The list of government officials, created by Aylin Muslu, who was arrested in 2011 due to her role as an escort for the network, included personnel from various ministries. Turkish Ambassador to Kosovo Çağrı Sakar leaked the draft of then-Foreign Minister Ahmet Davutoğlu’s talking points to be used in his meeting with the Jordanian foreign minister on the sidelines of the 66th UN General Assembly held in September 2011. “He is sensitive and need of close attention,” the note said. Ambassador Sakar was working as diplomatic advisor to the Turkish Parliament in 2011.

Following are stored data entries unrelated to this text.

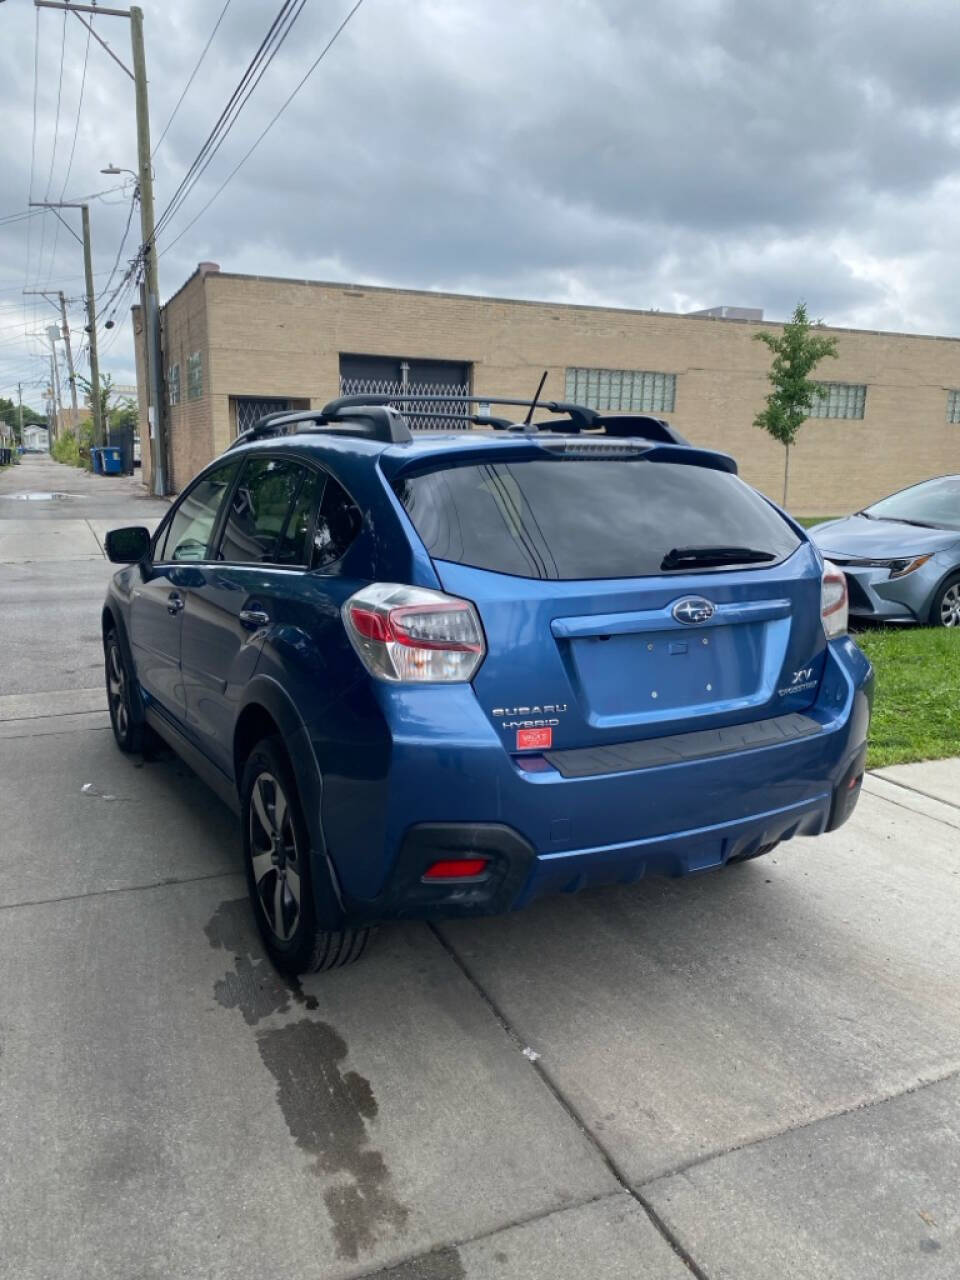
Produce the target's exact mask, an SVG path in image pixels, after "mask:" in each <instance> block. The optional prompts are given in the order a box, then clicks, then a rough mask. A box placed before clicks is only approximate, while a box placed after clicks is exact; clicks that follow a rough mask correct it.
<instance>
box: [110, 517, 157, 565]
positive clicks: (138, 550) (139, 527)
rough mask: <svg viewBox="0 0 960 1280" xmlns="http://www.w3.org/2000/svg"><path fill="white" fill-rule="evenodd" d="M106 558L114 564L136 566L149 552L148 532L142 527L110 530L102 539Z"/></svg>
mask: <svg viewBox="0 0 960 1280" xmlns="http://www.w3.org/2000/svg"><path fill="white" fill-rule="evenodd" d="M104 548H105V549H106V558H108V559H110V561H113V562H114V564H138V563H140V562H141V561H142V559H143V558H145V557H146V554H147V553H148V550H150V530H148V529H145V527H143V526H142V525H131V526H128V527H127V529H111V530H110V532H109V534H108V535H106V538H105V539H104Z"/></svg>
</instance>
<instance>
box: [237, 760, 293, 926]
mask: <svg viewBox="0 0 960 1280" xmlns="http://www.w3.org/2000/svg"><path fill="white" fill-rule="evenodd" d="M248 808H250V818H248V822H250V858H251V865H252V869H253V883H255V886H256V896H257V901H259V902H260V908H261V910H262V913H264V915H265V916H266V923H268V924H269V927H270V932H271V933H273V934H274V937H276V938H278V940H279V941H280V942H288V941H289V940H291V938H292V937H293V933H294V931H296V928H297V924H298V923H300V891H301V863H300V850H298V849H297V835H296V831H294V828H293V819H292V815H291V806H289V804H288V801H287V796H285V795H284V791H283V787H282V786H280V783H279V782H278V781H276V778H275V777H274V776H273V773H266V772H264V773H259V774H257V776H256V778H255V780H253V787H252V790H251V792H250V806H248Z"/></svg>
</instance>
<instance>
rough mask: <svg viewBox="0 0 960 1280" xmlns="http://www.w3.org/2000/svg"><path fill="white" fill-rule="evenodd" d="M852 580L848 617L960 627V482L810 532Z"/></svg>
mask: <svg viewBox="0 0 960 1280" xmlns="http://www.w3.org/2000/svg"><path fill="white" fill-rule="evenodd" d="M810 536H812V538H813V539H814V541H815V543H817V545H818V547H819V549H820V550H822V552H823V554H824V556H826V557H827V558H828V559H831V561H833V563H835V564H837V566H840V567H841V568H842V570H844V572H845V573H846V579H847V586H849V589H850V613H851V616H852V617H858V618H874V620H877V621H881V622H922V623H927V625H929V626H934V627H960V476H938V477H937V479H936V480H924V481H923V483H922V484H915V485H911V488H909V489H902V490H901V492H900V493H895V494H892V495H891V497H890V498H882V499H881V500H879V502H874V503H873V506H872V507H865V508H864V509H863V511H858V512H856V515H854V516H849V517H846V518H845V520H829V521H827V524H823V525H815V526H814V527H813V529H812V530H810Z"/></svg>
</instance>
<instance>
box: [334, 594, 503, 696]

The note on Belma Kılınçarslan, an officer at the Turkish Employment Agency, demonstrates the aim and illegal activities of the gang: “She brings special customers [officials] from the employment agency and is in contact with high-level officers. I’ll record [the sexual encounters of] all the people introduced by her. Recep Önal, Feridun Giresun and Nusret Bastas were recorded. Then they’ll do anything [we want]. She makes high-level officials become involved [in the network], helps in recording and photographing and is more hardworking than I am.”
According to the documents Kudret Oytan, currently consul general in the city of Mostar in Bosnia and Herzegovina, supplied the official e-mail addresses of the foreign ministry, and the gang believed he had significant information on the private lives of Turkish diplomatic staff. As seen in the notes on Ambassador Aksen, Oytan had already shared some details with the gang. Oytan is still serving as consul general in Mostar.
A list prepared by Yeliz Ozmen, an escort women, also put forward numerous diplomatic leaks and sensitive information about the suspects in the Izmir prosecutor’s case. The gang obtained contact details of diplomatic representatives in Ankara from Ambassador Aylin Taşhan, then deputy director general of protocol. Furthermore, Güçlü Kalafat handed over classified information on the foreign visits of the Turkish president, prime minister and foreign affairs minister. “He prefers long stays. Fond of Moldovan ladies… Aggressive, alcoholic and has knowledge of brothels,” Ozmen noted.
Turkish Ambassador to Mali Murat Mustafa Onart provided two installation CDs for the foreign ministry’s data system, the note claimed. If that’s true, the gang may have accessed all classified information kept in its data system via these CDs.
The indictment drafted by the chief public prosecutor was accepted by a high criminal court in İzmir in 2011. In accordance with the investigation, suspected members of the gang were detained. The detainees reportedly held high-profile positions in the defense ministry, the land and naval forces and other military agencies. Based in Izmir, the gang had branches in a number of provinces, including Istanbul, Ankara, Bursa, Antalya, Mugla, Manisa, Zonguldak and Ordu.
However, the judges, prosecutors and security officers involved in that case were arrested in 2016, and the judicial process was not concluded.